New Project Criteria
1. 6,500-rpm redline
2. Good driveability
4. 500 rear-wheel horsepower, 500-lb-ft of torque
5. Longevity-we want it to last
1. Overland adventuremobile
2. Plenty of secure storage for equipment and gear
3. Dependable performance for multi-week trips
4. Self-contained camping with sleeping quarters for up to four adults
5. Classic styling with high-tech underpinnings
Back in 2004 the SuperBurb received a brand-new 383 HT GM Performance powerplant. That turnkey crate engine is still available today and offers high torque over a very broad and driveable rpm range (2,500 to 4,000). So why are we building a different stroker, you ask? Well, while the 383 HT is quite capable in its own right (340 hp at 4,500 rpm, 435 lb-ft of torque at 4,000 rpm), our sinister plan included 35-inch rubber, a 9,000-pound gross vehicle weight, and the ability to keep up with modern diesel pickups on longer hillclimbs. What can we say, we're power snobs.
The first step to any good engine buildup is blueprinting and balancing.
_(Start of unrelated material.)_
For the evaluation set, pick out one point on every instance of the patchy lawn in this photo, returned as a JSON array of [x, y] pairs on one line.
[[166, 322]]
Blueprinting, by definition, means taking the time to recheck and remachine if necessary, engine components to optimal tolerances to effectively achieve better durability. The balancing aspect requires engine builders to carefully weigh each and every component of the rotational assembly. The idea is to make the crankshaft counterweights equal to the pistons, wristpins, rings, and small end of the connecting rod. Most builders use spin balancers to evaluate rotational forces at a given rpm. Most connecting rods, pistons, and wristpins are all sold as a matched set to make the process easier. Larry Kleen of Mustang Ranch in Santa Clara, California, performed our blueprint and balancing job. This shot shows an area where Kleen added weld to the crankshaft counterweight to achieve proper balance.
This photo shows the nice cross-hatching Ganz made in the cylinder walls after boring out each cylinder. The cross-hatched pattern is made using a cylinder hone, and its purpose is to help retain oil to allow a faster seat between the piston rings and the cylinder wall as the engine breaks in. Honing is as much an art as it is a skill. Also notice the ARP head studs we secured for the buildup. ARP is the undisputed leader in high-quality fasteners. These studs provide greater clamping force and will not stretch over time like other lesser-grade studs.
We planned to run off-the-shelf products that the average guy can find in the Summit Racing catalog because we hope to inspire readers to build engines on their own instead of spending big bucks on turnkey crate motors. For this reason, we picked a readily available forged 4340 steel crankshaft from Eagle Specialty Products. Sold through Summit Racing, Eagle crankshafts are a great value per dollar for high-performance applications. They feature non-twist forging, go through a multistage heat-treatment process, and are stressrelieved and shot-peened for longevity. Every Eagle crank is also X-rayed, Magnafluxed, and sonic tested, so you know you're getting a top-quality piece. Other noteworthy features include cross-drilled and chamfered oil holes for improved lubrication, a 0.125-inch radius on rod and main journals for increased strength, and the journals themselves are precision-ground and micro-polished and have a target bobweight of +/- 2 percent, which greatly reduces balancing time. Our crank features a 3.75-inch stroke to help achieve our 383ci displacement.